The financial review says claims have been filed by about 8 to 10 percent of those eligible to get the credit, so it is unlikely alternative fuel tax break requests would hit that maximum exposure mark.
The credit can be 10 percent of the cost of vehicle or $3,000, whichever is less.
The regulations governing the tax credit, passed in 2009 to encourage the purchase of alternative fuel vehicles, have been mired in controversy since April.
The tax break was designed as an incentive for buying "clean-burning" vehicles or converting cars and trucks to lessen the reliance on gasoline and diesel and encourage alternative fuels, like compressed natural gas and ethanol.
No specific list of vehicles that qualified for the tax credit was posted until April, when the Department of Revenue issued a rule that included on the list of qualifying vehicles flex-fuel cars and trucks with the ability to burn ethanol but that also use gasoline.
Jindal scrapped the rule in June amid complaints it could be a budget-buster, though he didn't cite financial concerns. Instead, his office said the rule was jettisoned because the law governing issuance of an emergency rule was not followed.
The state's former revenue secretary, Cynthia Bridges, abruptly resigned a day after Jindal rescinded the rule without explanation.

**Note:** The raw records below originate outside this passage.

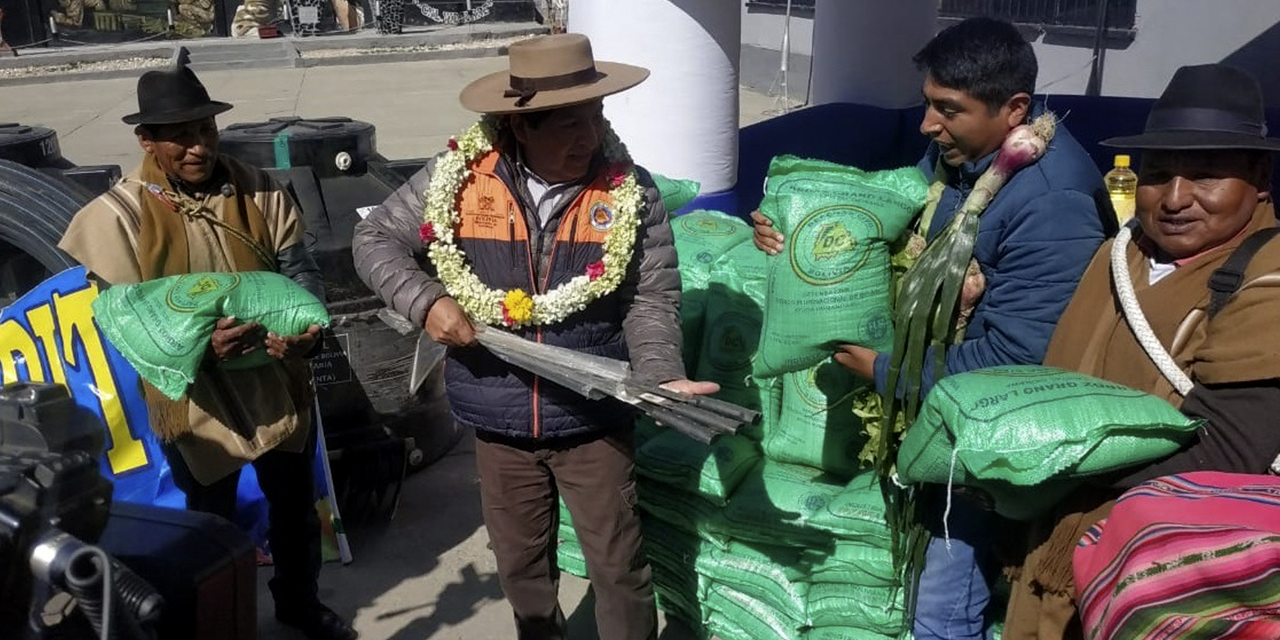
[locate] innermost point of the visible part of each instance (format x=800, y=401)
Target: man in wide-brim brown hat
x=536, y=220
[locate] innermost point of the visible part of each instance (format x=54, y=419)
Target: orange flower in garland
x=517, y=307
x=426, y=233
x=595, y=269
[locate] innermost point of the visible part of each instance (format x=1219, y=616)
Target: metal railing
x=1065, y=13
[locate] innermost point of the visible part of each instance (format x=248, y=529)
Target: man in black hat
x=1203, y=196
x=187, y=209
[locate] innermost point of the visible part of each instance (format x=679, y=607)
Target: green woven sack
x=877, y=609
x=777, y=504
x=818, y=426
x=855, y=563
x=732, y=325
x=1024, y=425
x=163, y=327
x=708, y=470
x=736, y=616
x=848, y=634
x=760, y=579
x=856, y=512
x=675, y=192
x=832, y=282
x=702, y=238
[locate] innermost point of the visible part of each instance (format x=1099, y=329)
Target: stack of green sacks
x=775, y=533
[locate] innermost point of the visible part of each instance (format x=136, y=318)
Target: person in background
x=1034, y=241
x=187, y=209
x=538, y=196
x=1203, y=188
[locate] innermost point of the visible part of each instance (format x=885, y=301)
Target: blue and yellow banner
x=49, y=336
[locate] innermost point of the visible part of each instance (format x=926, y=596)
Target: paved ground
x=426, y=574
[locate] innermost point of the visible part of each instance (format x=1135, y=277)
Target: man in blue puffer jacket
x=1034, y=241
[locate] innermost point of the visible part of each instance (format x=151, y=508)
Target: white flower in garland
x=517, y=307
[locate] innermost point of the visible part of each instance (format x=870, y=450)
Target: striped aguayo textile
x=1184, y=556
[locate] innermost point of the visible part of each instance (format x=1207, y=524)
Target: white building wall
x=1171, y=33
x=764, y=31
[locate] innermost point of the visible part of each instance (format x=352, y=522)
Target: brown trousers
x=520, y=481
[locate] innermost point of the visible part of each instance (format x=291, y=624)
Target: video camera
x=54, y=504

But the new regulations proposed by Jindal's current revenue secretary go right at the heart of the dispute, spelling out that flex-fuel vehicles wouldn't be eligible for the credit.
Flex-fuel vehicles make up the overwhelming number of alternative fuel vehicle sales in Louisiana, an estimated 96 percent over the last four years, according to state Department of Public Safety statistics cited in the financial analysis.

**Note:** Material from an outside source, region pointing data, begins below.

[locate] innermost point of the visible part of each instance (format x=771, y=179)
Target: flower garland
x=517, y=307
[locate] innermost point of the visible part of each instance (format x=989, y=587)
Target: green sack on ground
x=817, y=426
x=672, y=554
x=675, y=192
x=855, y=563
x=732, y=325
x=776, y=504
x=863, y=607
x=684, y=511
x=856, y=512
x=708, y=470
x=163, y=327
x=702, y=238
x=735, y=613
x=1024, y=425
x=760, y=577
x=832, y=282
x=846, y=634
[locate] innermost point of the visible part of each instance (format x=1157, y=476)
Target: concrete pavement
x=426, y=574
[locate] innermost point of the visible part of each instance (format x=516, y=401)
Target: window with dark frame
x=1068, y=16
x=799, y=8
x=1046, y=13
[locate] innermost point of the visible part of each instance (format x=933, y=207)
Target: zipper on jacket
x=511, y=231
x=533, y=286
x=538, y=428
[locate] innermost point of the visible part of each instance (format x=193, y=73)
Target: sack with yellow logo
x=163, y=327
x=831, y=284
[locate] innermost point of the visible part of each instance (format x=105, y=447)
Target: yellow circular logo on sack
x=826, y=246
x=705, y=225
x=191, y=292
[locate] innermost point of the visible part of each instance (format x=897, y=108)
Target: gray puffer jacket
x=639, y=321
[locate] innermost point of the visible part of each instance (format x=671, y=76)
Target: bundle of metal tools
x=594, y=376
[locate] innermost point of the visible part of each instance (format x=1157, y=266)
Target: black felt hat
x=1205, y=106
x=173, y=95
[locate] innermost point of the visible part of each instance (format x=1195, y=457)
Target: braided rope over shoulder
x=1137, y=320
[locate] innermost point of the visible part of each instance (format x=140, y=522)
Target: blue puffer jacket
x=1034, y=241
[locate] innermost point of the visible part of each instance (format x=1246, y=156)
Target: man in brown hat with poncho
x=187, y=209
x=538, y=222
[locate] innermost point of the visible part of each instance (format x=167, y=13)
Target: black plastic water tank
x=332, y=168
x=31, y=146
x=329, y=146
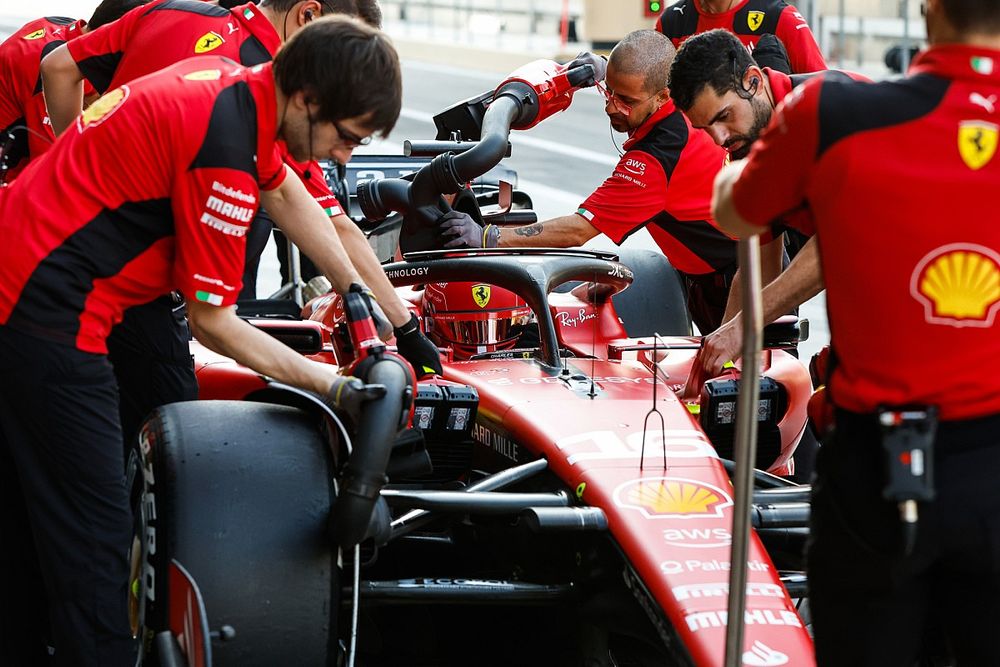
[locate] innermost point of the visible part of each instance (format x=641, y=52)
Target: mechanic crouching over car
x=663, y=182
x=901, y=179
x=152, y=189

A public hearing on the rule proposal is slated for October.
Before the flex-fuel vehicle list approved by Bridges was rescinded by the governor, it appears hundreds of people took advantage of the list, likely costing the state millions.
More than 2,500 claims for the alternative fuel tax credit — totaling $7.4 million — were paid when the list was in effect, according to Department of Revenue data.
Revenue spokesman Byron Henderson said the department doesn't know how many of the credits involved flex-fuel car and truck models, and he noted that the six-week time period when the list was on the books was also the peak of tax filing season.
However, at least $3.3 million of the credits claimed were for 1,125 amended income tax returns, a likely indication that taxpayers revised their returns when they learned of the flex-fuel vehicle inclusion.